TitleProbabilistic recognition of human faces from video
Publication TypeJournal Articles
Year of Publication2003
AuthorsZhou S, Krueger V, Chellappa R
JournalComputer Vision and Image Understanding
Pagination214 - 245
Date Published2003/07//
ISBN Number1077-3142
KeywordsExemplar-based learning, face recognition, sequential importance sampling, Still-to-video, Time series state space model, Video-to-video

Recognition of human faces using a gallery of still or video images and a probe set of videos is systematically investigated using a probabilistic framework.

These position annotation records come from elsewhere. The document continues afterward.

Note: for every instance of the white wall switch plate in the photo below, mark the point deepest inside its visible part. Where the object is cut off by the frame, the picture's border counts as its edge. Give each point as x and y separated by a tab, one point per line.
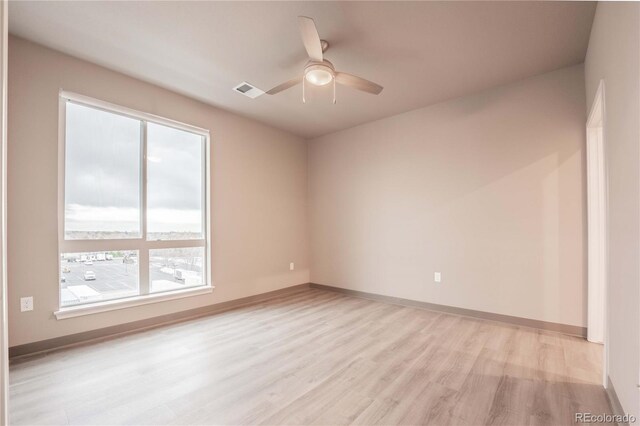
26	304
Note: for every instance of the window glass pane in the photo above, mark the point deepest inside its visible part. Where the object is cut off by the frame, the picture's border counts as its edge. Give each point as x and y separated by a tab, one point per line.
102	174
98	276
175	176
174	269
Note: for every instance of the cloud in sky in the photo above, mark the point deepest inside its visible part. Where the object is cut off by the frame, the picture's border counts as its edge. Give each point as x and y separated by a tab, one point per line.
103	168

In still-to-video recognition, where the gallery consists of still images, a time series state space model is proposed to fuse temporal information in a probe video, which simultaneously characterizes the kinematics and identity using a motion vector and an identity variable, respectively. The joint posterior distribution of the motion vector and the identity variable is estimated at each time instant and then propagated to the next time instant. Marginalization over the motion vector yields a robust estimate of the posterior distribution of the identity variable. A computationally efficient sequential importance sampling (SIS) algorithm is developed to estimate the posterior distribution. Empirical results demonstrate that, due to the propagation of the identity variable over time, a degeneracy in posterior probability of the identity variable is achieved to give improved recognition. The gallery is generalized to videos in order to realize video-to-video recognition. An exemplar-based learning strategy is adopted to automatically select video representatives from the gallery, serving as mixture centers in an updated likelihood measure. The SIS algorithm is applied to approximate the posterior distribution of the motion vector, the identity variable, and the exemplar index, whose marginal distribution of the identity variable produces the recognition result. The model formulation is very general and it allows a variety of image representations and transformations. Experimental results using images/videos collected at UMD, NIST/USF, and CMU with pose/illumination variations illustrate the effectiveness of this approach for both still-to-video and video-to-video scenarios with appropriate model choices.